Başlangıçtaki hedefimiz, e-Residency programında sunduğumuz dijital kimliğimizi dünya çapında 10 milyon kişinin edinerek Estonya’nın dijital topluluğuna katılmasıydı. Ancak, e-vatandaşlarımızın aldığımız geri bildirimler bize e-Residency programının, dünyanın pek çok farklı ülkesindeki girişimcilerin ve serbest çalışanların karşılaştığı sorunları çözdüğünü gösterdi. Böylece, işin geleceğini değiştiren küresel girişimcilere ve serbest çalışanlara odaklandık. Şu anda 150 ülkeden 35.000’den fazla kişi e-Oturum sahibi. Program aracılığı ile Estonya’da 5,500’den fazla şirket kuruldu. Hedefimiz, 2021 yılına kadar 150.000 e-Oturum sahibine ve 20.000 şirkete ulaşmak.
Her ne kadar e-Oturum sahiplerinin hikâyeleri farklı olsa da ortak noktaları da bulunuyor. e- Oturum sahipleri Estonya’yı problem çözen bir ülke olarak görüyor ve bundan gurur duyuyoruz. Dünyadaki herkesin başarılı bir girişimci olmak ve potansiyellerini açığa çıkarmak için ihtiyaç duydukları araçlara erişme fırsatına sahip olması gerektiğine inanıyoruz.
Gelecek hedefleriniz neler?
e-Residency programının sunduğu sınırsız toplum dünya çapında bir örnek olarak görülüyor. Tabii program ekonomik açıdan fayda sağlamasaydı uygulanabilir olmazdı. Örneğin birkaç gün önce, e-Oturum sahiplerine hizmet sunan Estonyalı şirketlerden biri olan LeapIn’in, bu yıl istihdam alanında en hızlı büyüyen üçüncü Estonya startup şirketi olduğu açıklandı; bunu duymaktan çok mutluyuz. Deloitte’ın açıkladığı bir raporda ise e- Oturum programımızın 2025 yılına kadar Estonya ekonomisine 1,8 milyar avro katkı sağlayabileceği belirtildi.
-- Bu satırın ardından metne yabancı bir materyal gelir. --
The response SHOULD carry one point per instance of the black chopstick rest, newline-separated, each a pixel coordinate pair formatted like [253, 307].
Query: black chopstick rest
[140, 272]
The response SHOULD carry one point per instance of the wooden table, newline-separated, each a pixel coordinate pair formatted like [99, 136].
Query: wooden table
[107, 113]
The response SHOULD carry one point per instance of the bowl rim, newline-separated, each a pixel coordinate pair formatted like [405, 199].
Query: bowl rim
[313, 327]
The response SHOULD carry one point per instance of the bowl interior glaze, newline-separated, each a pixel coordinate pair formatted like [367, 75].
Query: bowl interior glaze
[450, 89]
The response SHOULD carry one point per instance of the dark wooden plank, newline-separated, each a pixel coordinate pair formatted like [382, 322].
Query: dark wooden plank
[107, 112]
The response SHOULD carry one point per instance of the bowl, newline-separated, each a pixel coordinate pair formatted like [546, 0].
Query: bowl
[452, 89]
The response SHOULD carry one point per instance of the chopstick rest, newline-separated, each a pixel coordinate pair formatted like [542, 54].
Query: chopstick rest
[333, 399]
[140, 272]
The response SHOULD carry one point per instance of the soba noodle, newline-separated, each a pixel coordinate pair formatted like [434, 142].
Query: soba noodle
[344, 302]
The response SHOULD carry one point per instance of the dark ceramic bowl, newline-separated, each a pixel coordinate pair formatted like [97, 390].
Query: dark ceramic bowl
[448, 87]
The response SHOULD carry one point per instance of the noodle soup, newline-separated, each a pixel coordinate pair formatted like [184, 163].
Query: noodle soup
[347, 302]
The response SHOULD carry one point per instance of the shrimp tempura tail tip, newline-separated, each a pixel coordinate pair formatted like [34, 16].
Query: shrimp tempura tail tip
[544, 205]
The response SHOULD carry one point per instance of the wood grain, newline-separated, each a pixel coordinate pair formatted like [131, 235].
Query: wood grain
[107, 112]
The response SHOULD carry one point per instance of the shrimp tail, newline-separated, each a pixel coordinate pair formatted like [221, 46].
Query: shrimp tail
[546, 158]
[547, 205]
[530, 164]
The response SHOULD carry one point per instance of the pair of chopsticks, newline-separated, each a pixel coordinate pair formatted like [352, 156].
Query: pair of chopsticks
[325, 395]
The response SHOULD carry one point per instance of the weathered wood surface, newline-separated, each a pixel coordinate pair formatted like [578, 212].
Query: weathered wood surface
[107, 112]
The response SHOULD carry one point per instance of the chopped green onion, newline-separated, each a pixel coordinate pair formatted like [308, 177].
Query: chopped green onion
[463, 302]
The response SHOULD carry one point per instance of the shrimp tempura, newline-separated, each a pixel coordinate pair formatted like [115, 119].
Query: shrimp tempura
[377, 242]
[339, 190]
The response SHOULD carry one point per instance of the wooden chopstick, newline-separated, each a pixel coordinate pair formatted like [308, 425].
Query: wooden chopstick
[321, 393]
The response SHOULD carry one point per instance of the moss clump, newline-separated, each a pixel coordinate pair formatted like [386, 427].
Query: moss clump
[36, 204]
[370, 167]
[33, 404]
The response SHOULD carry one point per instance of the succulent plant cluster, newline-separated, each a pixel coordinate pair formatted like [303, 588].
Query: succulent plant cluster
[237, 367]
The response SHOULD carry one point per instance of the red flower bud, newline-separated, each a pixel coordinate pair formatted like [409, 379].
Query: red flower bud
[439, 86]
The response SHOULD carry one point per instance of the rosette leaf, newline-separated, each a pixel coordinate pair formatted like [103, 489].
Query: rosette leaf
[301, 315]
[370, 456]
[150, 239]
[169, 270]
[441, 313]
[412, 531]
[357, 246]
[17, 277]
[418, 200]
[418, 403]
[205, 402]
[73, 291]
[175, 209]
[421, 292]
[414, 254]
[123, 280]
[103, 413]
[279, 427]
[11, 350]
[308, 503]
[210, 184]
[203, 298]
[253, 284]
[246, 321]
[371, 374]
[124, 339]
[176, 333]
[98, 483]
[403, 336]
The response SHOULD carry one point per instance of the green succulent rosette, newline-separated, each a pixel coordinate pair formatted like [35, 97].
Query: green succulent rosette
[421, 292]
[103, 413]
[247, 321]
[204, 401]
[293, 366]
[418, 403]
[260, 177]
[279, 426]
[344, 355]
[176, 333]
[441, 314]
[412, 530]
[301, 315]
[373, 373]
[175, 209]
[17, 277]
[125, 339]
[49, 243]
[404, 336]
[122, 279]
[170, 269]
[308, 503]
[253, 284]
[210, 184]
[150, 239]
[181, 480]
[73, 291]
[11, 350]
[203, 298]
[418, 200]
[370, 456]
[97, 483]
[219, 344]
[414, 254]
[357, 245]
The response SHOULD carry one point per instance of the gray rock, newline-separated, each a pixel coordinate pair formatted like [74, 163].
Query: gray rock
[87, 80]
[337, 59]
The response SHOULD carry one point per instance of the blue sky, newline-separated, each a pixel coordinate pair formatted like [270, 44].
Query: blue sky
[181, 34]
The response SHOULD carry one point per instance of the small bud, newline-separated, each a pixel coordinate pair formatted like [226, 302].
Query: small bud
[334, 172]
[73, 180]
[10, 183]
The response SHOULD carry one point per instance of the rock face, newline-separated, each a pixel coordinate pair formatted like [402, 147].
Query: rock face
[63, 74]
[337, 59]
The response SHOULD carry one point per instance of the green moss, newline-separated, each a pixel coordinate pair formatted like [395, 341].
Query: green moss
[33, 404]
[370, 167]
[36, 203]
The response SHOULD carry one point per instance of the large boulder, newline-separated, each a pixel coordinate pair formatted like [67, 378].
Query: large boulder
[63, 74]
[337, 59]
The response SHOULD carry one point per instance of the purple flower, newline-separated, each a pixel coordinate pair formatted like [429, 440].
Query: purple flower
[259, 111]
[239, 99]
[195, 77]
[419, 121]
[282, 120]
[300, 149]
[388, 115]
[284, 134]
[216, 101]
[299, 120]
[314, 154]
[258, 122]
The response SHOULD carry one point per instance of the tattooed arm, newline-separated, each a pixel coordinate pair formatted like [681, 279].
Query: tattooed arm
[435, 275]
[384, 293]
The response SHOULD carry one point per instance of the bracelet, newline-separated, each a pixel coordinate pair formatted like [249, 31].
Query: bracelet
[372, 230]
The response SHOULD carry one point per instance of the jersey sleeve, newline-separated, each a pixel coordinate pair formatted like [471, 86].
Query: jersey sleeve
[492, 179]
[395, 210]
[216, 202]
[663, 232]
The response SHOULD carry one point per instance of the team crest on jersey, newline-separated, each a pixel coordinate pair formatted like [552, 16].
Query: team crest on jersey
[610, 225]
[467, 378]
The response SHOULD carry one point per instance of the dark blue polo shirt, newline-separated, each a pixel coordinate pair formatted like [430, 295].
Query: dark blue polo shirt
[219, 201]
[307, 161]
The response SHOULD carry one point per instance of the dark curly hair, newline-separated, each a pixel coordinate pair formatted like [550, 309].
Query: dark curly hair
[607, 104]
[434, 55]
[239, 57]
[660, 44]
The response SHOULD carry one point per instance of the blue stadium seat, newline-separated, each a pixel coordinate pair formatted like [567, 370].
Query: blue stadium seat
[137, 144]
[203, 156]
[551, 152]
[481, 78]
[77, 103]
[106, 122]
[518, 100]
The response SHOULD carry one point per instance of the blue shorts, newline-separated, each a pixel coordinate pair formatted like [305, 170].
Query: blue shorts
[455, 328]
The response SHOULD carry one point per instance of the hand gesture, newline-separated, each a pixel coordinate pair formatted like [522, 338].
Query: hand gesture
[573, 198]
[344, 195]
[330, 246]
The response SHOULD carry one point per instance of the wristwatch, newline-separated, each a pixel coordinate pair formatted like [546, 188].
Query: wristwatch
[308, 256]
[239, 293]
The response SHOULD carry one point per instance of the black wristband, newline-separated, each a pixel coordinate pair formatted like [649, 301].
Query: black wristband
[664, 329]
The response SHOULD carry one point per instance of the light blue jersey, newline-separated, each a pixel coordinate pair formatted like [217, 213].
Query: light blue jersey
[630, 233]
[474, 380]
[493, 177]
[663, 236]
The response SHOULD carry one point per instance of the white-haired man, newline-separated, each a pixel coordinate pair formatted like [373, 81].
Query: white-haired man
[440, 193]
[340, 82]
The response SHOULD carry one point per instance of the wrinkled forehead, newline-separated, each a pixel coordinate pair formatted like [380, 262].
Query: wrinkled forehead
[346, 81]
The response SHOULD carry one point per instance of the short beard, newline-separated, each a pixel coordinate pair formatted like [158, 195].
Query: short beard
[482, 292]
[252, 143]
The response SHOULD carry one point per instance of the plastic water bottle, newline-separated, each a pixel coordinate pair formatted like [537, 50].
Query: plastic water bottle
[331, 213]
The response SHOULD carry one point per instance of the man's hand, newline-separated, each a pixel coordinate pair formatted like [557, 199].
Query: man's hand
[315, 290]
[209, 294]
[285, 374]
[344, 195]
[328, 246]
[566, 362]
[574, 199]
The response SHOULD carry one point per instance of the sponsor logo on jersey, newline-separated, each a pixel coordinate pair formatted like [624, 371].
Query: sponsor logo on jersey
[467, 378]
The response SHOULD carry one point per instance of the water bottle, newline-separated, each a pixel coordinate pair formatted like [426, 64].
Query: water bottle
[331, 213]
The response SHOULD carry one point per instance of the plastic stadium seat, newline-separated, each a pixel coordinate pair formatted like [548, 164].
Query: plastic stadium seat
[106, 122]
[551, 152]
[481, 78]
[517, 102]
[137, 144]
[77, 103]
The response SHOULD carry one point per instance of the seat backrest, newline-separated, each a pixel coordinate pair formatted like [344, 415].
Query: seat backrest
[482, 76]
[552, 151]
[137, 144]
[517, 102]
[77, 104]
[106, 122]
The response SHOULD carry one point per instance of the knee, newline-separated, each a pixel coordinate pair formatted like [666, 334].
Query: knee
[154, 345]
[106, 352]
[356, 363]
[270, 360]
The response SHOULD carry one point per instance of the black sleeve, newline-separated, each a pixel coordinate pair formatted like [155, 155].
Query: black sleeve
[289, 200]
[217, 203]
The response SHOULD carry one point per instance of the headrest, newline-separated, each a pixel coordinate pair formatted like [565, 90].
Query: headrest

Teknolojinin insanların hayatını daha iyi hale getireceğine inanıyoruz. Bazı insanlar teknolojinin bozulmaya yol açtığını söylediğinin farkındayız, ancak daha uzun vadede biliyoruz ki teknolojinin açtığı bu yol ileriye doğru gidiyor. Estonya’nın gelecekte bir öncü olmaya devam edeceğine inanıyoruz.